Jen Lilley is a talented actress known for her starring roles in Hallmark Channel movies and daytime soap operas. She also appeared in “The Artist.”
Welcome! Before we begin, would you tell us a little bit about yourself and how you got your start in acting?
I’m from Roanoke, Virginia where I had a wonderful childhood, full of playing in the woods, putting on made up plays for my stuffed animals, and reading Laura Ingalls Wilder books all night with a flashlight under my covers. I started acting during my time at the University of Virginia after I went to an open call audition for an independent film and booked the female lead. I discovered on set that I absolutely loved film crews and the entire movie making process.
What are a few of the challenges and opportunities you face as an actress of faith in the entertainment industry?
I see my faith as an advantage because I don’t need to book a certain role to feel approved or validated. My personal belief is there is nothing we can do to make God love us more or less.
My worth is not wrapped up in my accomplishments. My job is to be kind to everyone, do my very best in every situation, and then have faith that whatever path I’m meant to take will happen and will ultimately be best for me.
It actually helps me tremendously in auditions because I can walk in without putting so much pressure on myself and just be the character as I interpret her.
What memorization adjustments did you have to make when navigating the grueling soap opera schedule on “Days of Our Lives” and “General Hospital”?
There is nothing more challenging than soap operas. Nothing.
Your entire life becomes a memorization game. Soap actors/actresses are memorizing an average of 30 pages each night, (my worst was 87 pages in one night of my own dialogue) which we only get one shot at nailing the very next day with one take, sometimes without even a proper camera blocking if you’re in the afternoon and out of time, and despite popular belief, there are no cue cards or teleprompters.
The stakes are always high, your emotions have to be available exactly when you need them and there are no do overs. It’s grueling but exhilarating. I love working in soaps.
Tell us a little bit about the advocacy work you do and why these particular causes are so near to your heart?
I advocate for those who cannot advocate for themselves. My main area of focus is children. I am extremely passionate about the foster care crisis in our country, breaking the cycle of child abuse and neglect, ending human trafficking and child pornography, as well as homelessness and the world water crisis. But truly I care about most causes surrounding people in need who cannot get out of whatever circumstance they’re in without help.

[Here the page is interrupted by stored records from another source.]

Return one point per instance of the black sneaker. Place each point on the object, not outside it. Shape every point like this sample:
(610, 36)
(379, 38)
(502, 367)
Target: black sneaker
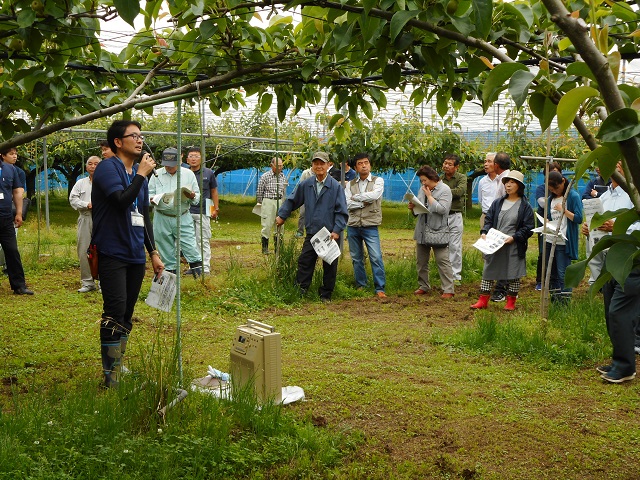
(498, 297)
(615, 376)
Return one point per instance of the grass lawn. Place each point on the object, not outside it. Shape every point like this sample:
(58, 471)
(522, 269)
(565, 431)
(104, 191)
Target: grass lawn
(400, 388)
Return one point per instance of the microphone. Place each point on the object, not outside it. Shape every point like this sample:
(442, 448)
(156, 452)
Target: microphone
(151, 155)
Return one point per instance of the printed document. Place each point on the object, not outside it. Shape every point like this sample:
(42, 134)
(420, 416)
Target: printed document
(162, 292)
(550, 230)
(325, 246)
(492, 243)
(418, 205)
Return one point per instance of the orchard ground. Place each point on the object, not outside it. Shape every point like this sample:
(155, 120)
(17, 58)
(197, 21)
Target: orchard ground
(401, 372)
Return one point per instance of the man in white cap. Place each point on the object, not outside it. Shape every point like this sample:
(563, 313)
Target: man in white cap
(325, 206)
(162, 194)
(80, 200)
(269, 194)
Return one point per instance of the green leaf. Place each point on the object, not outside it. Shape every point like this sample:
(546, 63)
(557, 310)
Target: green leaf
(265, 102)
(85, 86)
(580, 69)
(624, 12)
(624, 221)
(543, 108)
(575, 273)
(586, 161)
(496, 82)
(483, 10)
(442, 103)
(26, 17)
(570, 104)
(619, 260)
(564, 43)
(399, 20)
(368, 5)
(620, 125)
(519, 86)
(127, 9)
(335, 119)
(630, 91)
(391, 74)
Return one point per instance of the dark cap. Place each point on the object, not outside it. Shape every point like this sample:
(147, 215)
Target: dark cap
(321, 156)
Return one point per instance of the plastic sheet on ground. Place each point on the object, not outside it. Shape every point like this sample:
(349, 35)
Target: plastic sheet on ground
(218, 384)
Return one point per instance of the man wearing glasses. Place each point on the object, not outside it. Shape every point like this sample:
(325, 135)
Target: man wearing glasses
(200, 216)
(121, 231)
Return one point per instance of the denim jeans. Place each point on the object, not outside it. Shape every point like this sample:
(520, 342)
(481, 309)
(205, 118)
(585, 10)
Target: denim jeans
(561, 261)
(368, 236)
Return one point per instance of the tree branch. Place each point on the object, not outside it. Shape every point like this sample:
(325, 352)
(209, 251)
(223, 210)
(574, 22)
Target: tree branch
(578, 32)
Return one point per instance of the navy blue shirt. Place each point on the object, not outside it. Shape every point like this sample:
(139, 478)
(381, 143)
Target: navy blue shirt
(209, 182)
(113, 232)
(9, 180)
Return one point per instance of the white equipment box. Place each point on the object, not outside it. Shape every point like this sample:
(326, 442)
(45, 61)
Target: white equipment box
(255, 357)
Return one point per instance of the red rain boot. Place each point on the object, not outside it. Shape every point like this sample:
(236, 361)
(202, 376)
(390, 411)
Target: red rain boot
(483, 302)
(511, 303)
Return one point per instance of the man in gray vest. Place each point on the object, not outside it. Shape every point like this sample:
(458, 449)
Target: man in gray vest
(364, 200)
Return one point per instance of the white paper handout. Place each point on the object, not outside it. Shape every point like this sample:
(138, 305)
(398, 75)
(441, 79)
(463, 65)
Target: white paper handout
(492, 243)
(418, 206)
(325, 246)
(550, 230)
(591, 206)
(209, 207)
(168, 197)
(162, 292)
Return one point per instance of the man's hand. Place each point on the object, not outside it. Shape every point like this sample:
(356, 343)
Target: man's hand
(584, 229)
(146, 165)
(606, 226)
(156, 263)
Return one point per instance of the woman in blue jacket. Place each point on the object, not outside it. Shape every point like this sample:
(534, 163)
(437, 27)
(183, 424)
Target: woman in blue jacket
(513, 216)
(570, 219)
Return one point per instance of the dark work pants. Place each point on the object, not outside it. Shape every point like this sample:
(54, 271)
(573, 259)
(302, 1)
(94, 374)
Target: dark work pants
(11, 254)
(306, 266)
(120, 283)
(539, 266)
(621, 309)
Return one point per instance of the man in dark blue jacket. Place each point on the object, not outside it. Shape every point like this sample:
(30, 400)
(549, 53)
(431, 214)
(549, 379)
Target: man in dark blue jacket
(325, 206)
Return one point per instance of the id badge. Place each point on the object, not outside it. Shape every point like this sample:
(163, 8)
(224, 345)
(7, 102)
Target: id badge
(137, 220)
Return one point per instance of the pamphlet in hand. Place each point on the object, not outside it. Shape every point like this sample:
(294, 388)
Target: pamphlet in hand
(168, 197)
(418, 205)
(591, 206)
(492, 243)
(162, 292)
(550, 230)
(325, 246)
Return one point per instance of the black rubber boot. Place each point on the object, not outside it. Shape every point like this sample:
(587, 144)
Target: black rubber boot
(196, 269)
(110, 350)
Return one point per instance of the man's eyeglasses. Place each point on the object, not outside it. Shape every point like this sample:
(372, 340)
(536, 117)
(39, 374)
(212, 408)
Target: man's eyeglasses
(135, 136)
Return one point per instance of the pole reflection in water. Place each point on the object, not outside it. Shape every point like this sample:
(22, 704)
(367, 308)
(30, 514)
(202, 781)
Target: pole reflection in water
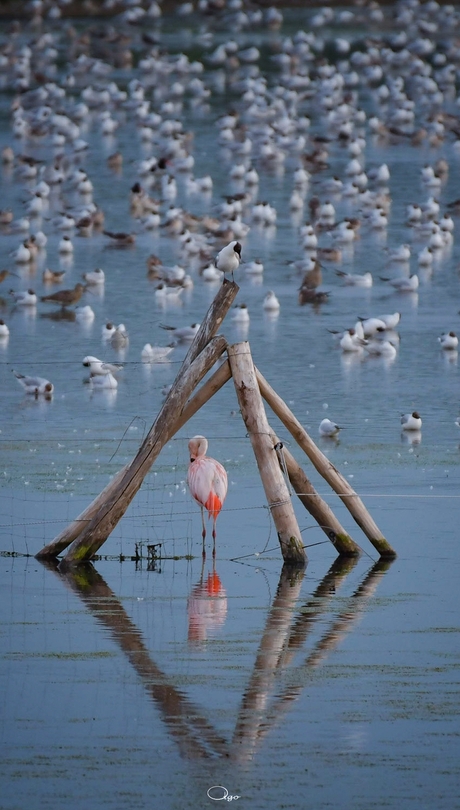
(285, 633)
(196, 738)
(206, 607)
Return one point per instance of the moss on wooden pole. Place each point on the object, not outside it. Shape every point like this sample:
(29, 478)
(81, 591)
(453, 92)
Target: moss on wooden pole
(253, 413)
(336, 480)
(314, 504)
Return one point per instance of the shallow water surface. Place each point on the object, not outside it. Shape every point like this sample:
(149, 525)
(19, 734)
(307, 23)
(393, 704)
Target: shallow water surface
(148, 681)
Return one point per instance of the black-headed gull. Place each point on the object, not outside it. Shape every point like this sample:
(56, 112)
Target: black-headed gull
(411, 421)
(34, 385)
(448, 340)
(99, 367)
(328, 428)
(228, 259)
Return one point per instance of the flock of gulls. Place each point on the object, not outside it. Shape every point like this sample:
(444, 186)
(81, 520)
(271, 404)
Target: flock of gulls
(281, 107)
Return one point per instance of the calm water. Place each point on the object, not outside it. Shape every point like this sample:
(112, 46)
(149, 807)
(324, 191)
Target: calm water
(149, 684)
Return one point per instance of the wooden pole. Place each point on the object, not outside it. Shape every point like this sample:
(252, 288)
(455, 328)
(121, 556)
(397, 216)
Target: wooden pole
(336, 480)
(95, 533)
(253, 413)
(71, 532)
(314, 503)
(211, 323)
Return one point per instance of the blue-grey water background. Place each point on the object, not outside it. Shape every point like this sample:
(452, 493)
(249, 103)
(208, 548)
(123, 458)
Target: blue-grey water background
(340, 689)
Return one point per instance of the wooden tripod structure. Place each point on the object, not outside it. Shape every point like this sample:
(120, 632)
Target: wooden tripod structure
(85, 535)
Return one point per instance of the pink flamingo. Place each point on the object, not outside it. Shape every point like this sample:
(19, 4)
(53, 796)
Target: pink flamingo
(207, 481)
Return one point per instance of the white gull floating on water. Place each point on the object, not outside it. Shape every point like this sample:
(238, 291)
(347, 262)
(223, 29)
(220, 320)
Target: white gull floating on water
(328, 428)
(411, 421)
(34, 385)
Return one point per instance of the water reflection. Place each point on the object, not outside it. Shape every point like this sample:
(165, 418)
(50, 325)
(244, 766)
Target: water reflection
(286, 630)
(206, 607)
(411, 437)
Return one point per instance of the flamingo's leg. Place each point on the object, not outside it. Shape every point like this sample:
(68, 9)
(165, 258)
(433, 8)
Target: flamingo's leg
(203, 534)
(214, 537)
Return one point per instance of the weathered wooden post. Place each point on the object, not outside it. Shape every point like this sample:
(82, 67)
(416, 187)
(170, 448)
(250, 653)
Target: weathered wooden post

I suppose children are so near to my heart because I believe every child deserves his or her innocence and childlike wonder, and it is our job as adults to protect them.
If we don’t, who will?
Hatred is a learned behavior and so is love. If we don’t appropriately model love to our children, what sort of world will we become?
How did you first begin working with Hallmark and what factors do you think contribute to your ongoing roles?
Hallmark found me. I’m not entirely sure which job in particular caught their eye, but I was told they followed my career for some time before making an offer. I think the fans as well as the way I live my personal life off screen has contributed to my ongoing roles with my favorite network.
Introduce “Winter Love Story” and your character of Cassie.
“Winter Love Story” is a charming and adorable romantic comedy about two authors who are paired together on a book tour despite their many differences.
I play Cassie Winslett, a refreshingly relatable young writer, and the daughter of famed author, Jeanine Jordan, played by the incredible Mary Margaret Humes.
Cassie doesn’t want to ride Jeanine’s coat tails, so her publishers tell her she has to do a book tour to bolster her sales and audience.
She’s paired with New York Times best-selling author, Elliot Somersby (played by Kevin McGarry), a man whom Cassie finds incredibly pretentious. But is she judging a book by its cover?
Is this the first time you have collaborated with Kevin McGarry? What do you think is the secret sauce in the chemistry the two of you have on screen?
Yes this is the first time I’ve worked with Kevin, and I’m not sure what attributes to on screen chemistry. It’s either there or it isn’t.
What role does Mary-Margaret Humes play and what is one thing you learned from her?
Mary Margaret plays my mother, author Jeanine Jordan. I’ve known Mary Margaret since shortly after I first moved to LA, but I just learned she makes the world’s best guacamole, so I’ll be stopping by her house this spring to enjoy it 🙂
What is one of the most important themes in “Winter Love Story”?
You can’t judge a book by its cover.
Why should viewers tune in to “Winter Love Story”?
It’s the perfect winter movie to warm up your Saturday night. There’s charm and witty banter, hot chocolate and snow, cabins and fireside chats, and books and dogs. What more can you ask for in a winter romance?